В этой стихии революции явственно и в полную силу выявились уже непримиримые противоречия между революционерами-большевиками, то есть теми, кто будет драться до победы революции, и буржуазными партиями, уже готовыми предать революцию, найдя удобный мостик для того, чтобы сторговаться с самодержавием, и, наконец, теми, которые, как меньшевики, называя себя революционерами, на самом деле уже скатывались «в болото соглашательства»[2]
. Одновременно с этим и царизм, закачавшийся, смертельно напуганный, уже начинал приходить в себя: лихорадочно быстро создавал он по всей стране контрреволюционное движение, бандитское черносотенство для расправы с революцией, с рабочим классом.Показанный в это время в театре Комиссаржевской в «Пассаже» спектакль «Дети солнца» отражал эти сложные процессы и настроения. Одни из персонажей пьесы были показаны как будущие друзья революции, другие — как её будущие враги.
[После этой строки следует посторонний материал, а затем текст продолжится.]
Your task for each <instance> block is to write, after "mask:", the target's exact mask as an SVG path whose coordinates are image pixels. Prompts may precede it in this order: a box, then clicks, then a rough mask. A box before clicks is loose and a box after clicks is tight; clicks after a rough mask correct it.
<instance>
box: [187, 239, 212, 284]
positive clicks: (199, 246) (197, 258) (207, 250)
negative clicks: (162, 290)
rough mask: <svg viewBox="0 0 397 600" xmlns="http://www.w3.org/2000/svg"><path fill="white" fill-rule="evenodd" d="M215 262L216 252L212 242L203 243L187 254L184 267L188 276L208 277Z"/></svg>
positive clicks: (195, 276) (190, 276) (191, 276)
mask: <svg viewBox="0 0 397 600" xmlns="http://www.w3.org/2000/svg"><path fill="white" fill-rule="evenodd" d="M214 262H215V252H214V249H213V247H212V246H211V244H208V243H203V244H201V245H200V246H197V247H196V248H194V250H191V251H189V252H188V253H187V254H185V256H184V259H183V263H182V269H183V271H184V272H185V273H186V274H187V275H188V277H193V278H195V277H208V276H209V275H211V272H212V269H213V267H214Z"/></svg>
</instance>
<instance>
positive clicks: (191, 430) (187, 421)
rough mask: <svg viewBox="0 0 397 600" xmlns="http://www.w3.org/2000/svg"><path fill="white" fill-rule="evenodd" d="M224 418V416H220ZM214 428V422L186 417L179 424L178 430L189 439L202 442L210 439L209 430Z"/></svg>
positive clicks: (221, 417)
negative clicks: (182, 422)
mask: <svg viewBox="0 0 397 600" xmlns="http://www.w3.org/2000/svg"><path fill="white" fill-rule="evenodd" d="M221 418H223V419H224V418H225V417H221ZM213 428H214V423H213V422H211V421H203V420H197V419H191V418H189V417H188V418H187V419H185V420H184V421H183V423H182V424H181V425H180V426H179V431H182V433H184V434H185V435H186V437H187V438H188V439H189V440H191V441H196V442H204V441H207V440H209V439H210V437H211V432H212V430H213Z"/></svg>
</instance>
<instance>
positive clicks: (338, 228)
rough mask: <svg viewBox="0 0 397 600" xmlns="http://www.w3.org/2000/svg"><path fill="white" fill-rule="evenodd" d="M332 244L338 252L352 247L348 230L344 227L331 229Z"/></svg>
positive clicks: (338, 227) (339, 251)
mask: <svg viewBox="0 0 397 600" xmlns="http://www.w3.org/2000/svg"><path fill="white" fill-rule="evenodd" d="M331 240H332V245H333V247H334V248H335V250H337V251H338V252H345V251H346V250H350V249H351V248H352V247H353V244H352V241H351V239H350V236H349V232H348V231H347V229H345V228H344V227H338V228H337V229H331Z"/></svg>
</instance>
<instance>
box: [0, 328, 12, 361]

А когда на сцене развёртывался тёмный холерный бунт, перед глазами зрителей вставало всё только что пережитое и ещё переживаемое: бесчинства чёрной сотни, организованные повсеместно царской полицией избиения рабочих и интеллигенции, сожжение Томского народного дома вместе со всеми собравшимися в нём на митинг революционерами, и та страшная ноябрьская неделя, когда полиция организовала по всей стране свыше шестисот погромов.
Лизу Протасову в «Детях солнца» Комиссаржевская играла как обнажённую совесть обречённого класса, болезненно ощущавшую его историческую вину перед народом и неотвратимую гибель. Вера Фёдоровна играла Лизу, как всегда, почти без грима, но против своего обыкновения в парике. Во всей внешности Лизы Протасовой была необыкновенная аккуратность, щепетильная подобранность, — так бывали одеты несколько засидевшиеся, начинающие стареть девушки. В фигуре Лизы, в каждом движении, повороте головы, в утомлённо-опущенных углах рта и бессильно повисших руках была свинцовая усталость, казалось, Лиза живёт уже очень давно и с трудом бредёт по этой безрадостной жизни. И ещё были в ней насторожённость, ожидание догоняющей её беды, боязнь увидеть, обернувшись назад, приближение чего-то непоправимого.
Комиссаржевская выделяла одиночество Лизы среди окружающих людей. На художника Вагина, явно скатывающегося к контрреволюции, Лиза смотрела осуждающими, враждебными глазами. Но она мучилась отсутствием общего языка и с братом своим, благодушно-либеральным химиком Протасовым, и в особенности с любимым ею Чепурным. Как Кассандра, Лиза — Комиссаржевская чуяла и предрекала гибель своего класса и мучилась тем, что окружающие не видят и не понимают того, что видит и понимает она.
Играла Комиссаржевская Лизу неровно: то потухая, то давая необыкновенно яркие вспышки, в особенности в сцене стихотворных импровизаций и в заключительной сцене сумасшествия Лизы Протасовой.